Thursday, January 26, 2012

When do you need an accumulating snapshot?

A reader wonders how to decide between two options:  designing an accumulating snapshot vs. tracking status changes within a dimension.

I have new project to track the status of order transition. I'm unable to reach a conclusion as to implement as an accumulating snapshot or a type 2 slowly changing dimension. ETL  integrates a number of individual systems as the order transits each stage. What is the best way to design it?
Kumar
Milton Keynes, UK

Many businesses have one or more central dimensions that undergo a state transition as they touch multiple processes. Is it enough to track the changes to the dimension?  Or is an accumulating snapshot needed?

I'll walk you through some decision criteria.  But first a little refresher on the two design options the reader is considering.

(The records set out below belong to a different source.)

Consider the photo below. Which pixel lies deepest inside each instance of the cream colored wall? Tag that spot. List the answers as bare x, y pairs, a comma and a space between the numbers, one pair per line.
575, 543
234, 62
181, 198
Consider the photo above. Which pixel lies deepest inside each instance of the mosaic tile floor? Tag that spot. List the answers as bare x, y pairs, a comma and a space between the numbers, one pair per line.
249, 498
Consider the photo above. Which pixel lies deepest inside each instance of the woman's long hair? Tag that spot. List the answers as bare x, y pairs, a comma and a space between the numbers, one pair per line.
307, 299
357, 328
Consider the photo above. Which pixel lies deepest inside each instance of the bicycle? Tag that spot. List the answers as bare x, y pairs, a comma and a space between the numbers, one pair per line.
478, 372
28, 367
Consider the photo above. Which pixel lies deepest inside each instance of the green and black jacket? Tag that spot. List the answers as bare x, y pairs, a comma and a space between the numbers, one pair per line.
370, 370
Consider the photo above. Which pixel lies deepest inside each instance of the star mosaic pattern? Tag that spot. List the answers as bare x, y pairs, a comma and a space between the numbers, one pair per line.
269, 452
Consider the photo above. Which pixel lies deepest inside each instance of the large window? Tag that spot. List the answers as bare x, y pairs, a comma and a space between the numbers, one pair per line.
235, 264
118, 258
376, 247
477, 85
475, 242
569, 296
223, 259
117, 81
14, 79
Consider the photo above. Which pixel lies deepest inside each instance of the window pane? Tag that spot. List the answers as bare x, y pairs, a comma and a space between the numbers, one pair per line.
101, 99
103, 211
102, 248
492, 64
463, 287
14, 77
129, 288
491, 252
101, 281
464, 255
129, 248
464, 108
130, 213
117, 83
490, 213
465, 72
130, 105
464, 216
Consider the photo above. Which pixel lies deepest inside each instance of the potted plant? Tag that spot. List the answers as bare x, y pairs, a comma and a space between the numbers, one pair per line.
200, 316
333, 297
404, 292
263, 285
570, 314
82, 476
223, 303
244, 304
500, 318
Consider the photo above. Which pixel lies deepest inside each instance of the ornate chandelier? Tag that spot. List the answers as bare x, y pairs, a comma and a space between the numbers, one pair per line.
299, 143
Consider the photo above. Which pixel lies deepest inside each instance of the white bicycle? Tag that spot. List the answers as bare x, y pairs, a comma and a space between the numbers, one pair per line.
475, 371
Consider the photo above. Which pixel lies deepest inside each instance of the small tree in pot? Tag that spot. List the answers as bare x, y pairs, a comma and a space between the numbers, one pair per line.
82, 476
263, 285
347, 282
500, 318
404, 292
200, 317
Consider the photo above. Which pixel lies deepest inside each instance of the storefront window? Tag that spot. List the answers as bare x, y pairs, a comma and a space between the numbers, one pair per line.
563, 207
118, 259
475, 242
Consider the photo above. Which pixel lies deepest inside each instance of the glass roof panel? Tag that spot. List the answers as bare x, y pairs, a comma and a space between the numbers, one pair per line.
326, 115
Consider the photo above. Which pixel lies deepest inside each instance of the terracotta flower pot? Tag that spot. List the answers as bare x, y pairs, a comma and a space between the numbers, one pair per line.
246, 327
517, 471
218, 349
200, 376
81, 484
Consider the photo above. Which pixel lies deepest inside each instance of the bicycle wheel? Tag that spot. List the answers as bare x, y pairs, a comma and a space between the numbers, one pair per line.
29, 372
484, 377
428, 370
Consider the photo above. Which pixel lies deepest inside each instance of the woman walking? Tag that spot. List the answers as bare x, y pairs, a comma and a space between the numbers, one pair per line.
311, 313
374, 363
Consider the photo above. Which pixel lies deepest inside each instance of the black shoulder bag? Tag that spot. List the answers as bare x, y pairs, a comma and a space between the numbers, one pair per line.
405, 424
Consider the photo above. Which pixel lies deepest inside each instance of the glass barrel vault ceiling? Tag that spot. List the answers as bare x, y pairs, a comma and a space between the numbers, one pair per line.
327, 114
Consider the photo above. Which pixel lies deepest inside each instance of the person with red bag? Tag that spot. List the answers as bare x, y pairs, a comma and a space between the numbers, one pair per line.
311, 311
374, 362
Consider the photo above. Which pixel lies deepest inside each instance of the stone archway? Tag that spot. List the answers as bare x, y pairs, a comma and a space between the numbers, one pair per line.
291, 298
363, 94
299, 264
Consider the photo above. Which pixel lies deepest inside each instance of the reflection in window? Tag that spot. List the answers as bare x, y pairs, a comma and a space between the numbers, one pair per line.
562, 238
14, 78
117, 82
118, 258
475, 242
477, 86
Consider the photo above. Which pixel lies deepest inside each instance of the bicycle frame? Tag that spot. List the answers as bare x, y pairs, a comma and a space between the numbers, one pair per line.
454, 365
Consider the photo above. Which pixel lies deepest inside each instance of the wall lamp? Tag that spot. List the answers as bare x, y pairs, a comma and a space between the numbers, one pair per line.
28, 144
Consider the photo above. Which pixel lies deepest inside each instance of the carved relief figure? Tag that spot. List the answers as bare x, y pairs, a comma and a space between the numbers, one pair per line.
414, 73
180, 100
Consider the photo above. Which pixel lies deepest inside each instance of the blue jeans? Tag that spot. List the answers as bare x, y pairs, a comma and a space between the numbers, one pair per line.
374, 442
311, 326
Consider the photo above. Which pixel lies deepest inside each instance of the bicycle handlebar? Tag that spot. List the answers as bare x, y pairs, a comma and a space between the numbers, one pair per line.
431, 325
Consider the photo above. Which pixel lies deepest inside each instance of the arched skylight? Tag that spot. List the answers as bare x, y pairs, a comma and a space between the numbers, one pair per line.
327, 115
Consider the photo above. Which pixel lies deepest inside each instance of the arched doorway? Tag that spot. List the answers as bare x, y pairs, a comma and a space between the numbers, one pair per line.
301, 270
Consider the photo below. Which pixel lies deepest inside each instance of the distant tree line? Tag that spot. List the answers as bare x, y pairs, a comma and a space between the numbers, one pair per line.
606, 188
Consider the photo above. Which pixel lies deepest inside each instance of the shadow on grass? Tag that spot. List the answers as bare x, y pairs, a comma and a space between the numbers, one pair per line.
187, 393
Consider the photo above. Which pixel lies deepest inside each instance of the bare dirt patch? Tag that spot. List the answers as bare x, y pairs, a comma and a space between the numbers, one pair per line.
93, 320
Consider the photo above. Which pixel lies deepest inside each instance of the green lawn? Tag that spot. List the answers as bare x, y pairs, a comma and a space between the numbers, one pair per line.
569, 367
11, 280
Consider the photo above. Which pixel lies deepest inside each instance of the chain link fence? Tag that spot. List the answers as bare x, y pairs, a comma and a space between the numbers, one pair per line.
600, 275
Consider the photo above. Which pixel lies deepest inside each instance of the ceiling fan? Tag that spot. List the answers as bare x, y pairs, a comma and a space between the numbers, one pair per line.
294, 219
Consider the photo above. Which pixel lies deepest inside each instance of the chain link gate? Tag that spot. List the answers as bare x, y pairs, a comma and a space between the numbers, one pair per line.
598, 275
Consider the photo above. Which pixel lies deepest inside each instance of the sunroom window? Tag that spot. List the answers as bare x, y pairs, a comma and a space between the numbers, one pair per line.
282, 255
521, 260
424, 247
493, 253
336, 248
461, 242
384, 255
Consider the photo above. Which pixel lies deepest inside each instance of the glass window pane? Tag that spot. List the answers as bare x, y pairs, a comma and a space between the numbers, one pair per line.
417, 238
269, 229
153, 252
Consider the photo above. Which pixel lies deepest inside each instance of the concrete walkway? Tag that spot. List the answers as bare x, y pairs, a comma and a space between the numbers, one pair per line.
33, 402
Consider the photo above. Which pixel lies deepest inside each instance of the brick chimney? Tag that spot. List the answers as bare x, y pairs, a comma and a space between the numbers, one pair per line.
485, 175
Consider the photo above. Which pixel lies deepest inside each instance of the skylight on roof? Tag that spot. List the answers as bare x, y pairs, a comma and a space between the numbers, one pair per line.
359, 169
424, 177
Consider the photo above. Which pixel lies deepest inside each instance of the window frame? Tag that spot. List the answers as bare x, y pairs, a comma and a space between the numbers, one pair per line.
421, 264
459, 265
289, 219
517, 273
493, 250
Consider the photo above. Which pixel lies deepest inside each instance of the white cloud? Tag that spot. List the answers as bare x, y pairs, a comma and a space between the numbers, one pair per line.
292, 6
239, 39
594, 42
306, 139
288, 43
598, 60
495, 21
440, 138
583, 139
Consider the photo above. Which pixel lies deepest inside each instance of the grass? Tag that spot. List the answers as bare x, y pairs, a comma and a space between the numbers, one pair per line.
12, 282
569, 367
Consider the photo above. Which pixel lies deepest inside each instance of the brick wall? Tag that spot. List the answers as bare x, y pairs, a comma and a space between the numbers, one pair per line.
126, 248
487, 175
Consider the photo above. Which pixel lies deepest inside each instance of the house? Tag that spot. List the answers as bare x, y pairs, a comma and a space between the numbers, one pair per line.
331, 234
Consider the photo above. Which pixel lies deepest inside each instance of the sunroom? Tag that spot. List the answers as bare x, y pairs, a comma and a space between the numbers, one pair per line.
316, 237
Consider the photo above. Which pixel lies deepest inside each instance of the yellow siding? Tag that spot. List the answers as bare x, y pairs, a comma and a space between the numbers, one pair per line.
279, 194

Type 2 changes and timestamps


Type 2 changes track the history of something represented by a dimension.  Each time there is a change to this item, a new row is inserted in to the dimension table.

This allows any row in a fact table to be associated with a historically accurate version of the dimension as of the relevant point in time.

In the reader's case, status of the order might be an attribute of an Order dimension.  Modeled as a type 2 change, the dimension holds a status history for each order.  Adding effective and expiration dates to each row, you know exactly when each state transition occrred.

Accumulating snapshots

An accumulating snapshot is a type of fact table that records a single row for something the enterprise tracks closely, such as a trouble ticket or mortgage application--or, in the reader's case, an order.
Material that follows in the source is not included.